With regard to data analysis component, before have been carried out describe in detail, also of course be applied to determine embryonic gene group The system of middle presumptive area nucleotide sequence.Repeat no more.
Thus, using the system, presumptive area nucleic acid in foregoing determination embryonic gene group can effectively be implemented The method of sequence, can for example, by Hui Te than algorithm (Viterbi algorithm), by hidden Markov model, it is determined that The base information of specific region in embryonic gene group, thus, it is possible to effectively be implanted into the hereditary information of embryonic gene group Front detection.

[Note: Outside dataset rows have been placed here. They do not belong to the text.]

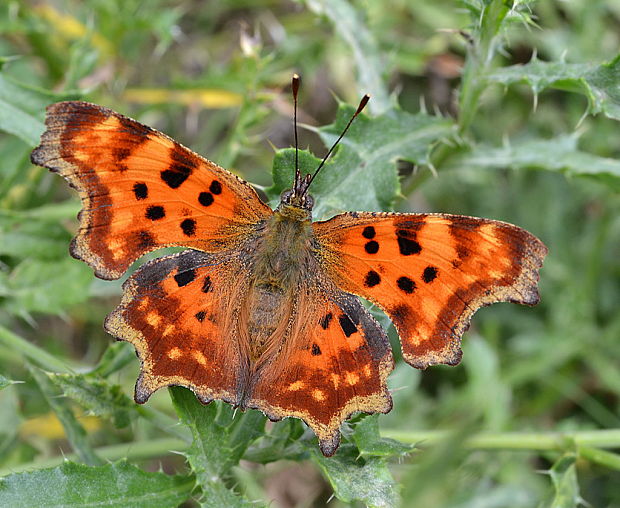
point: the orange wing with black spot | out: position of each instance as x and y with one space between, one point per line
180 313
140 189
430 273
335 364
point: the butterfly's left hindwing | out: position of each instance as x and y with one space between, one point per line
180 312
335 364
140 189
430 273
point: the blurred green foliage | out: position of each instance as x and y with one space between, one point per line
498 108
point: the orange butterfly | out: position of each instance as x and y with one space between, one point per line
260 311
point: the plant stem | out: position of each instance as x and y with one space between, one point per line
137 450
41 357
533 441
479 57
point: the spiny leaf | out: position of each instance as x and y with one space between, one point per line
213 451
363 173
357 479
558 154
113 485
600 83
97 396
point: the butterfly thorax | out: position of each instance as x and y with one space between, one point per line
283 254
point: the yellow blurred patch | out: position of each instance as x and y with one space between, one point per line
49 427
71 28
207 97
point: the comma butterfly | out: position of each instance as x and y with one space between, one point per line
261 311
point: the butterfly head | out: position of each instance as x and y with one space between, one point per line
298 196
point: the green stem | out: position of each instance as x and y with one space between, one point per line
589 444
137 450
41 357
533 441
602 457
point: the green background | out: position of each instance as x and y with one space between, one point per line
502 109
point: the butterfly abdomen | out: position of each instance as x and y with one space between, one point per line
280 258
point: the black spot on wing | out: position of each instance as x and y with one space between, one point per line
371 247
207 285
406 285
372 279
155 212
175 175
144 240
119 155
348 327
325 320
140 190
205 198
429 274
184 278
407 246
369 232
189 227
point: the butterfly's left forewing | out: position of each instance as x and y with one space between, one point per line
180 312
430 272
140 189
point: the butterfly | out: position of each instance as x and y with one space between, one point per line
262 309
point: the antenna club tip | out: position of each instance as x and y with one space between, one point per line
295 83
363 103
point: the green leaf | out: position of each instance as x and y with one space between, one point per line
4 382
564 477
19 123
369 441
115 357
73 430
600 83
362 175
559 154
370 63
97 396
23 238
367 480
113 485
213 451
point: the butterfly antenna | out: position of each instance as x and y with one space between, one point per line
295 86
361 106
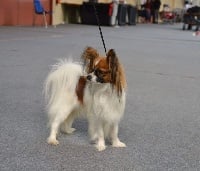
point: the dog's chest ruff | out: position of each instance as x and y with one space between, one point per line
80 88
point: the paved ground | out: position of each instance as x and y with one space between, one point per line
161 126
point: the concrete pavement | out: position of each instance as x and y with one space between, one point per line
161 126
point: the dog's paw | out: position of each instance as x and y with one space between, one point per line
119 144
100 147
52 141
68 130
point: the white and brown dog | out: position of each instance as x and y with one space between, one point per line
96 89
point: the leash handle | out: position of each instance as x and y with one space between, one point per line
98 22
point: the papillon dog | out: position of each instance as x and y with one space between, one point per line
94 88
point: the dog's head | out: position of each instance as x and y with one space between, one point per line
102 69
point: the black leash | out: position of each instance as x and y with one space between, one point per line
98 22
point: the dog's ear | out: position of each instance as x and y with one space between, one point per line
114 67
89 55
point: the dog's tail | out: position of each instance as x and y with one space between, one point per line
61 80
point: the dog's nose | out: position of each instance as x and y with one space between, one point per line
89 77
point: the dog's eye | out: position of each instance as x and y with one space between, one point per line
99 72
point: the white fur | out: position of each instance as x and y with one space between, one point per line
101 105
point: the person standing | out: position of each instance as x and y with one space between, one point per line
155 10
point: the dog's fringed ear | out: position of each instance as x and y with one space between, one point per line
113 62
89 55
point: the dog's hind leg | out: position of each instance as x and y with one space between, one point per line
114 136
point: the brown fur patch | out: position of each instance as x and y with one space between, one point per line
80 87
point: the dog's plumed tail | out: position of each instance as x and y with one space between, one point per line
60 85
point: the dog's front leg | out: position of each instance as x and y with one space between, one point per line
100 145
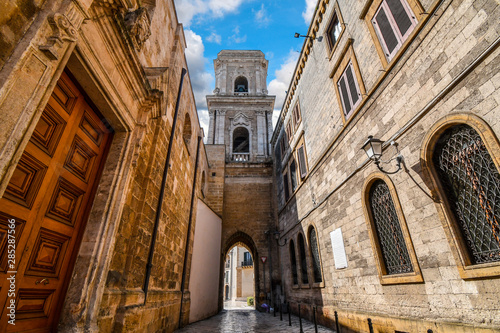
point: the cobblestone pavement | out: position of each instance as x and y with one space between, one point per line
249 320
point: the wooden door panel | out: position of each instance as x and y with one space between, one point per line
26 180
50 195
48 130
47 255
65 202
81 159
90 127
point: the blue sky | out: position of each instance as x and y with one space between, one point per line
269 26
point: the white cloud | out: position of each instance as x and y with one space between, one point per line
309 11
188 9
236 36
279 85
201 80
261 16
214 38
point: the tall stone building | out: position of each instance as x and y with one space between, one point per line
414 250
239 132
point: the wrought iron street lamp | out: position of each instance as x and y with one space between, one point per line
373 149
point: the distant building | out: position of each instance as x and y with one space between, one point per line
416 250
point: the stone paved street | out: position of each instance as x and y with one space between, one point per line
249 320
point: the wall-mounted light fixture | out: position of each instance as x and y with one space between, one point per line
373 148
319 39
277 237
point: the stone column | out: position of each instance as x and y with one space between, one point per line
261 133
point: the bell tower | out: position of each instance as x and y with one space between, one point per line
240 110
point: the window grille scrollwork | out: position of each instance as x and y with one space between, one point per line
471 184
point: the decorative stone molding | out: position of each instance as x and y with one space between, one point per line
63 31
138 24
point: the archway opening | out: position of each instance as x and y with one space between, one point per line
239 278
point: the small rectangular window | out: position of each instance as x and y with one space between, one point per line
393 22
349 90
301 155
285 186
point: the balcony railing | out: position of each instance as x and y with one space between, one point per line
247 263
241 157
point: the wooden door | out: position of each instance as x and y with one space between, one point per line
49 197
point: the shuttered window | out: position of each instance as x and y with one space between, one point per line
301 155
349 90
393 23
334 31
303 260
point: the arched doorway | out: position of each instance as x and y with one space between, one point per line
239 278
239 259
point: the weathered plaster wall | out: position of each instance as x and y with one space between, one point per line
204 278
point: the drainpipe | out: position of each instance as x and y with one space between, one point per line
149 265
186 250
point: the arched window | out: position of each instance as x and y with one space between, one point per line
241 84
203 183
186 131
388 230
313 246
303 260
471 186
293 260
241 142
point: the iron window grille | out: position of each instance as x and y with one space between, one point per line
471 185
388 230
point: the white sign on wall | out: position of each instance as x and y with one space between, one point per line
338 249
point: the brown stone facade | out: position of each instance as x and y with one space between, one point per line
445 73
127 62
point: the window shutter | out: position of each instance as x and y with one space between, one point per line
400 15
344 95
389 38
302 161
352 85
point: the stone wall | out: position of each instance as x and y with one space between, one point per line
444 73
128 62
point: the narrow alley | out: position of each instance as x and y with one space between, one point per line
246 320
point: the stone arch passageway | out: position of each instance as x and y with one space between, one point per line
239 239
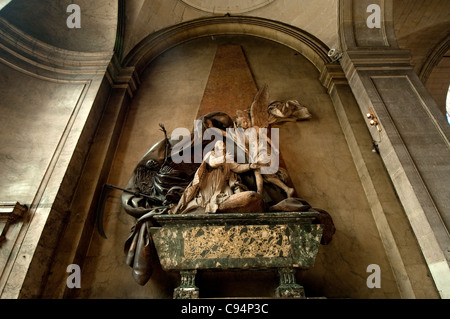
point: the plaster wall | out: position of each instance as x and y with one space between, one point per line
316 154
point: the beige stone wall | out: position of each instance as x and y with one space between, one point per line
317 156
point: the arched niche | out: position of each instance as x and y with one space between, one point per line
168 70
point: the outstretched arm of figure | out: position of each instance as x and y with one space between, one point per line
242 168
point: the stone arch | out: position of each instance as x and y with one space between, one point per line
155 44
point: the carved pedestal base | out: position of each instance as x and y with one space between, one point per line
288 287
187 288
283 241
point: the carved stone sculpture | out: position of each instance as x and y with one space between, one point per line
217 185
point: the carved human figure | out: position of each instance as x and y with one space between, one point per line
243 121
216 187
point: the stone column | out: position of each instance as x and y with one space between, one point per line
413 137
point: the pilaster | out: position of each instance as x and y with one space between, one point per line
414 142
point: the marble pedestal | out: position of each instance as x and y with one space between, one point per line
282 241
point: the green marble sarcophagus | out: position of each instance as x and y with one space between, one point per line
285 241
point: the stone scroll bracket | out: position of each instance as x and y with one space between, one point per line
288 287
187 288
9 214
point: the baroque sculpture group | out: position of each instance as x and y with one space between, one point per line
219 184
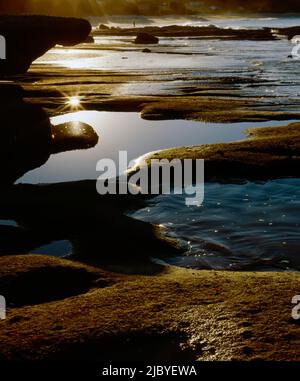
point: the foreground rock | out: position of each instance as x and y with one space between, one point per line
29 37
146 38
174 315
76 212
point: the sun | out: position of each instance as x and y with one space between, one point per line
74 102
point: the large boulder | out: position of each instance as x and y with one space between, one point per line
29 37
146 38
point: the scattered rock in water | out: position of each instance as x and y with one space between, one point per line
146 38
89 40
29 37
73 136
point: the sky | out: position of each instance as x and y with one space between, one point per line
147 7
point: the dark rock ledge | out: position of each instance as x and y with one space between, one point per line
29 37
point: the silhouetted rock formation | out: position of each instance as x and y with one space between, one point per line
25 138
146 38
28 138
29 37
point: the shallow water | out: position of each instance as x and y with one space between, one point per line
129 132
253 226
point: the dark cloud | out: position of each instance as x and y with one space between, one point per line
153 7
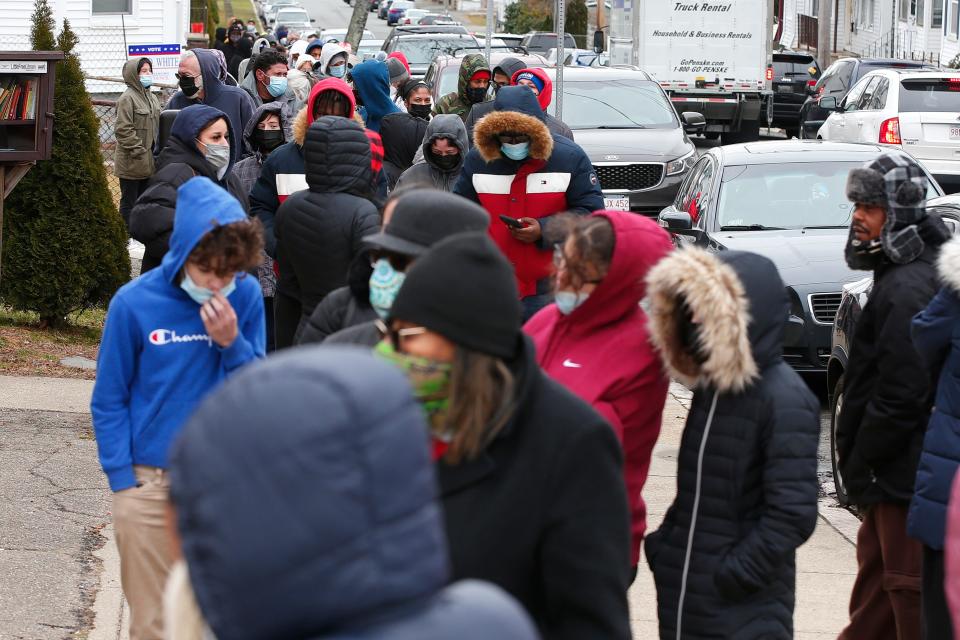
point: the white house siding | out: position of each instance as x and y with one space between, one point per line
100 38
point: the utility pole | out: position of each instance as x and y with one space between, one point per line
824 33
358 21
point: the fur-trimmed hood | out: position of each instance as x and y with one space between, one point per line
516 110
740 305
948 264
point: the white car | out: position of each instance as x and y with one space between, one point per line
916 111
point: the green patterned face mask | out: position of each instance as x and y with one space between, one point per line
430 381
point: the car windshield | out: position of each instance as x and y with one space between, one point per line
933 94
616 104
790 195
424 50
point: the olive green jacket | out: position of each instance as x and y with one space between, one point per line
138 118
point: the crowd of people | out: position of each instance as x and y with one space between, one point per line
465 451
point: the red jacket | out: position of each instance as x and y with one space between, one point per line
602 352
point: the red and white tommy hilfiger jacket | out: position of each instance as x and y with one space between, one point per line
557 176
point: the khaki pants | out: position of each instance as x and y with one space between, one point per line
139 519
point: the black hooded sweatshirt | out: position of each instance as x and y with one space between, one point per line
319 231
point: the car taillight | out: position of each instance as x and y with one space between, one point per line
890 131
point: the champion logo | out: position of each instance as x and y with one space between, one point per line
161 337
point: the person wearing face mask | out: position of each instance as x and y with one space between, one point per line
319 231
594 340
416 222
267 82
283 172
529 476
444 149
171 336
201 82
514 150
723 560
472 84
138 118
199 145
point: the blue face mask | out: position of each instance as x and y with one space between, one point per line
277 86
385 284
568 301
201 294
518 151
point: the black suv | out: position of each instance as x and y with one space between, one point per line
794 75
837 80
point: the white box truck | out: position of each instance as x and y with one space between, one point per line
713 57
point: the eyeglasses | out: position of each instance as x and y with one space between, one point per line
398 261
396 334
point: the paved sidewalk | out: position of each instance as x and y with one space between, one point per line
826 564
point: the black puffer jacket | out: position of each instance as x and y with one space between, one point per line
343 307
319 231
402 135
747 480
151 220
881 427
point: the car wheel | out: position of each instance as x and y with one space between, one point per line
837 407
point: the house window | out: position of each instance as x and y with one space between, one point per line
111 7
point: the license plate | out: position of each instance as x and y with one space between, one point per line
616 203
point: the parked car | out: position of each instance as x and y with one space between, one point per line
785 200
443 72
852 301
636 141
794 75
293 18
837 80
397 11
541 42
916 111
421 48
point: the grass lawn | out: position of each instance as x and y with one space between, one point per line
28 350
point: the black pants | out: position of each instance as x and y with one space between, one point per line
936 614
130 190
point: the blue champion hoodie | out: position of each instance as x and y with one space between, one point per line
372 80
156 361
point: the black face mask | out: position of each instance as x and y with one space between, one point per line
188 85
445 163
476 95
266 141
421 111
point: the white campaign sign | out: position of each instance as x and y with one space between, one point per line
684 41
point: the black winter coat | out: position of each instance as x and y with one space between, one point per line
151 220
344 307
542 512
747 469
887 389
319 231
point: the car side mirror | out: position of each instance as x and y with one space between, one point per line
829 103
678 222
693 122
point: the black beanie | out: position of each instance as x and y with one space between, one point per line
464 289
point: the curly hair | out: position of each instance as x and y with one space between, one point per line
230 248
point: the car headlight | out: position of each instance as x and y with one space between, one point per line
681 164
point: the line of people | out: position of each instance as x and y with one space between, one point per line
492 279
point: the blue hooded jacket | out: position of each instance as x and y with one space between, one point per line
156 361
307 511
372 80
233 101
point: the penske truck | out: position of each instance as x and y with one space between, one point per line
713 57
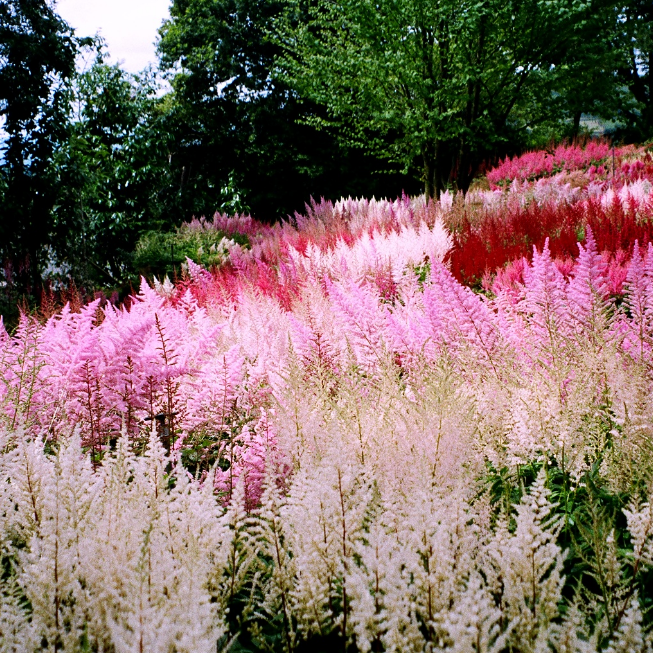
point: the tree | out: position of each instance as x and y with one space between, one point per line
37 61
112 172
636 23
238 131
451 80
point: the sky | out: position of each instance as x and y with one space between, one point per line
128 26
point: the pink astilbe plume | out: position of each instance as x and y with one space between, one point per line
545 299
588 288
460 317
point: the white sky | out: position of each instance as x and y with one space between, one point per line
129 27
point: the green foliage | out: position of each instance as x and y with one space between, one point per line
447 83
111 173
37 62
591 521
234 124
163 254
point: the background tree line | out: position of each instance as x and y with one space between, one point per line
270 103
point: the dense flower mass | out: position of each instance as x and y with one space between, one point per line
331 441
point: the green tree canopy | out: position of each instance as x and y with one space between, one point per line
451 81
240 132
112 173
37 60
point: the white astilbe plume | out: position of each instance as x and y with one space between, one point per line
630 637
325 513
640 526
528 569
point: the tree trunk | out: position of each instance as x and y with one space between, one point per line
428 159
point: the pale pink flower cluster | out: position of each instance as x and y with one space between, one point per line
354 423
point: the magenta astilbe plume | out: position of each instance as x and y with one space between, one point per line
639 328
459 316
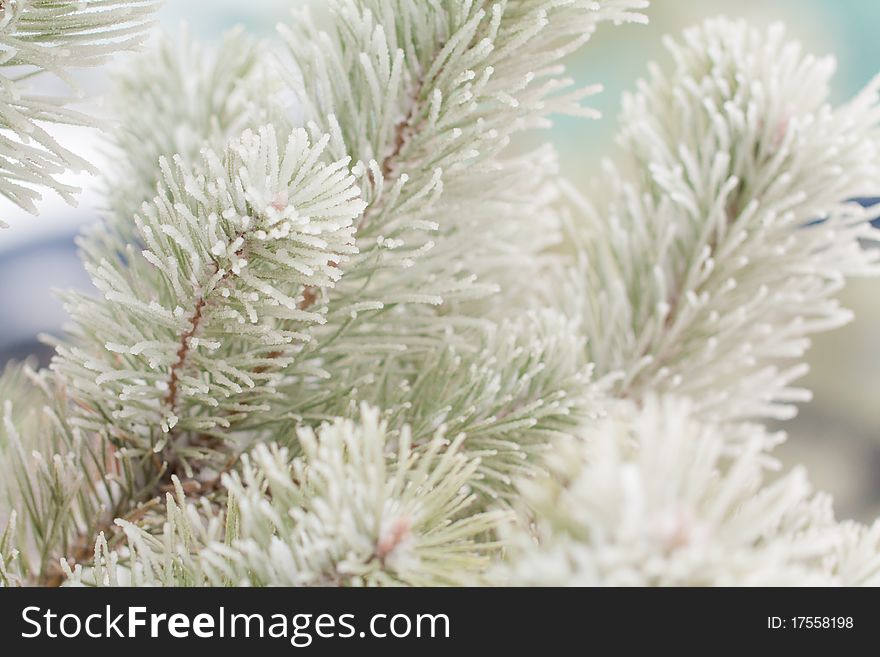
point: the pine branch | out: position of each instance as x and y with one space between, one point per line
48 36
715 260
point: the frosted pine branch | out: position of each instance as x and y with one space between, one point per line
352 509
46 36
651 497
722 250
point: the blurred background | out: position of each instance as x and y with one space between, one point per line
837 436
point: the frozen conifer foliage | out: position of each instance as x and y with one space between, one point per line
346 331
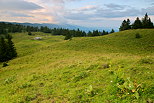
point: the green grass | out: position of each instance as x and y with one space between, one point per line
116 68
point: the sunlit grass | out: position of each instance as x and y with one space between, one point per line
75 71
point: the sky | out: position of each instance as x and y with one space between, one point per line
88 13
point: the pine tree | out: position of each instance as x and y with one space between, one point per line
137 24
125 25
150 23
146 22
112 31
3 50
10 49
128 26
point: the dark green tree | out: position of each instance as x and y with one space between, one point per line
11 51
112 31
146 22
125 25
68 36
3 50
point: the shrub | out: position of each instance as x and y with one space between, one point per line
137 35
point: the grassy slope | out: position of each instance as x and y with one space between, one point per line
54 70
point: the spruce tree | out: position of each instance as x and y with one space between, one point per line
146 22
10 49
123 26
137 24
112 31
3 50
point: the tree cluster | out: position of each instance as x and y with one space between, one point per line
138 24
7 49
12 28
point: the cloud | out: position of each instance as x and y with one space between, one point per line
19 5
149 10
115 6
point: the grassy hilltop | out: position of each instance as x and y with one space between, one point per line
116 68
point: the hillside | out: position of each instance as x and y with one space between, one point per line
107 69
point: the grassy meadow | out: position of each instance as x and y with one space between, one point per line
115 68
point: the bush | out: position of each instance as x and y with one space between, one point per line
137 36
5 64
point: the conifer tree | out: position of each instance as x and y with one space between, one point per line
146 22
112 31
10 49
137 24
3 50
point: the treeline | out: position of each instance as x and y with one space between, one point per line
6 28
7 49
144 23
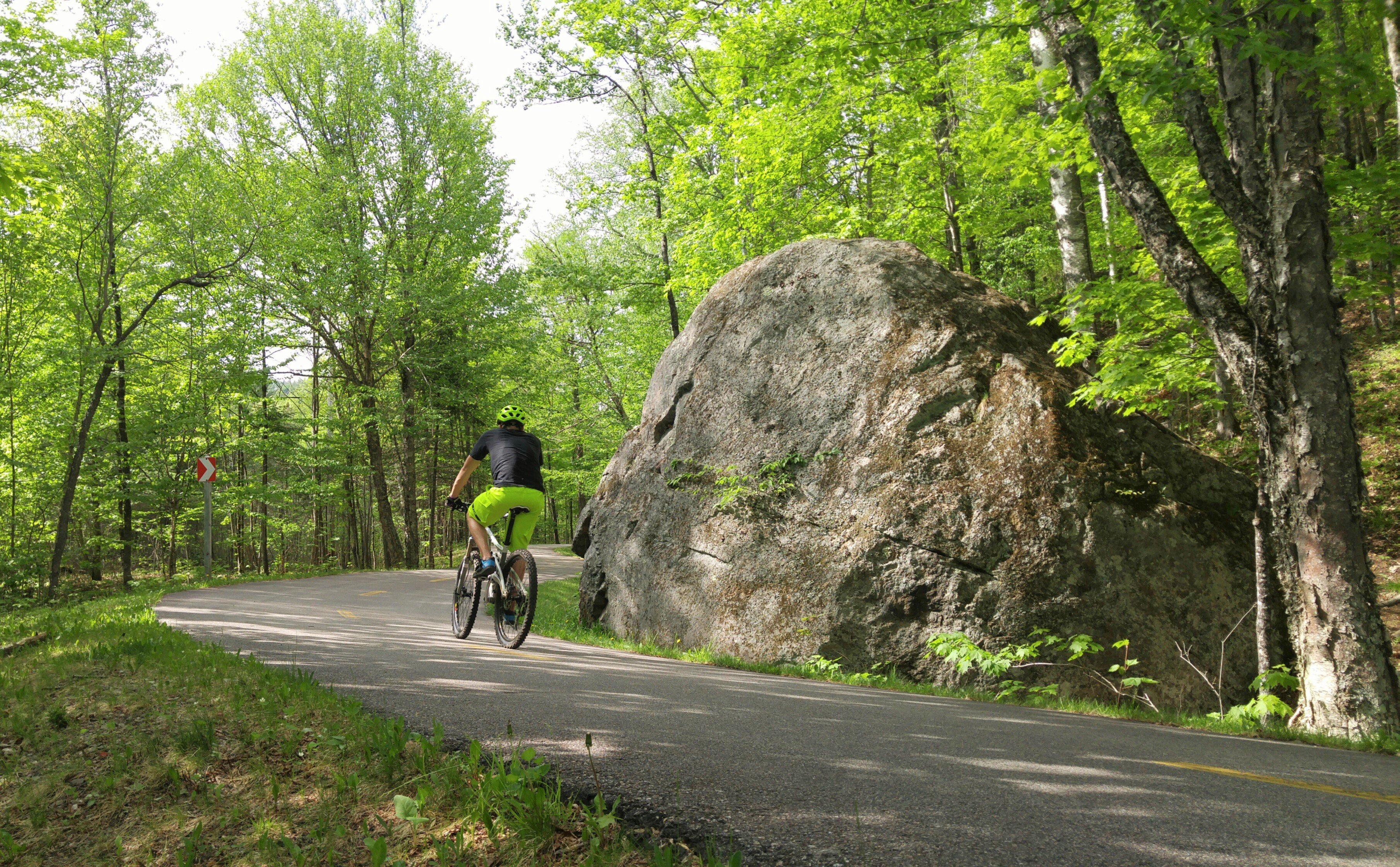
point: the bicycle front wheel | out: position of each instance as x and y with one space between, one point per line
467 593
516 612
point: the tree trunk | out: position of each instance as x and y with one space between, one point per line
1347 682
392 548
1391 24
124 457
262 501
318 530
1071 223
433 503
1227 428
351 549
1286 355
409 472
70 479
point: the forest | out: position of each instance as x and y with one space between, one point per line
303 264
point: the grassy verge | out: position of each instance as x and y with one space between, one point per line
80 589
558 617
124 741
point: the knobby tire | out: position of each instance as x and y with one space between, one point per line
525 610
462 621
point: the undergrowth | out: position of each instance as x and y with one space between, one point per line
558 617
125 741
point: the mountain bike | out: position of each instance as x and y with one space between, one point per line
510 596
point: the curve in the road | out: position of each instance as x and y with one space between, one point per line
806 772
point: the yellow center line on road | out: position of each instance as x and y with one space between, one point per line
514 653
1261 778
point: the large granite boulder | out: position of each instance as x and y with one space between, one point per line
850 449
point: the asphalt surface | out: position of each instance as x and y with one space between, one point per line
806 772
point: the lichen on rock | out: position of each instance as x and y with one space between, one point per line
899 458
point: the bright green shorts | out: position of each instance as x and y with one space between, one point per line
495 502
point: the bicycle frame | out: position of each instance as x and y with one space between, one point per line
499 552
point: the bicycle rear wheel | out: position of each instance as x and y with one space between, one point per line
467 594
516 612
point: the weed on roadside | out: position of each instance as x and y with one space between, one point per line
125 741
558 617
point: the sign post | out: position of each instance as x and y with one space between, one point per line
206 475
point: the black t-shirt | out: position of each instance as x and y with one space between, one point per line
516 457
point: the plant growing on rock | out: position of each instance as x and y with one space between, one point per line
967 655
740 492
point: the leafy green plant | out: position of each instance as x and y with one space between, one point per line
741 492
820 666
1265 704
967 655
407 810
199 736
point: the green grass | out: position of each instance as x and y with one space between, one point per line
127 741
558 617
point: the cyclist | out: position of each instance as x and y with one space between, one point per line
516 481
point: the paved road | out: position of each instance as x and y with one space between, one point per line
803 772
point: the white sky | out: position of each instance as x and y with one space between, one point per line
537 139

Additionally, embodiments in accordance with the present invention, presumptive area is the known site that there is genetic polymorphism, and genetic polymorphism Property is at least one selected from single nucleotide polymorphism and STR.
For the purpose of this specification, " computer-readable medium " can any can be included, store, communicate, propagate or pass The dress that defeated program is used for instruction execution system, device or equipment or with reference to these instruction execution systems, device or equipment Put.The more specifically example (non-exhaustive list) of computer-readable medium includes following:With the electricity that one or more are connected up Connecting portion (electronic installation), portable computer diskette box (magnetic device), random access memory (RAM), read only memory (ROM), erasable edit read-only storage (EPROM or flash memory), fiber device, and portable optic disk is read-only deposits Reservoir (CDROM).In addition, computer-readable medium can even is that the paper that can thereon print described program or other are suitable Medium, because for example can then enter edlin, interpretation or if necessary with it by carrying out optical scanning to paper or other media His suitable method is processed to electronically obtain described program, in being then stored in computer storage.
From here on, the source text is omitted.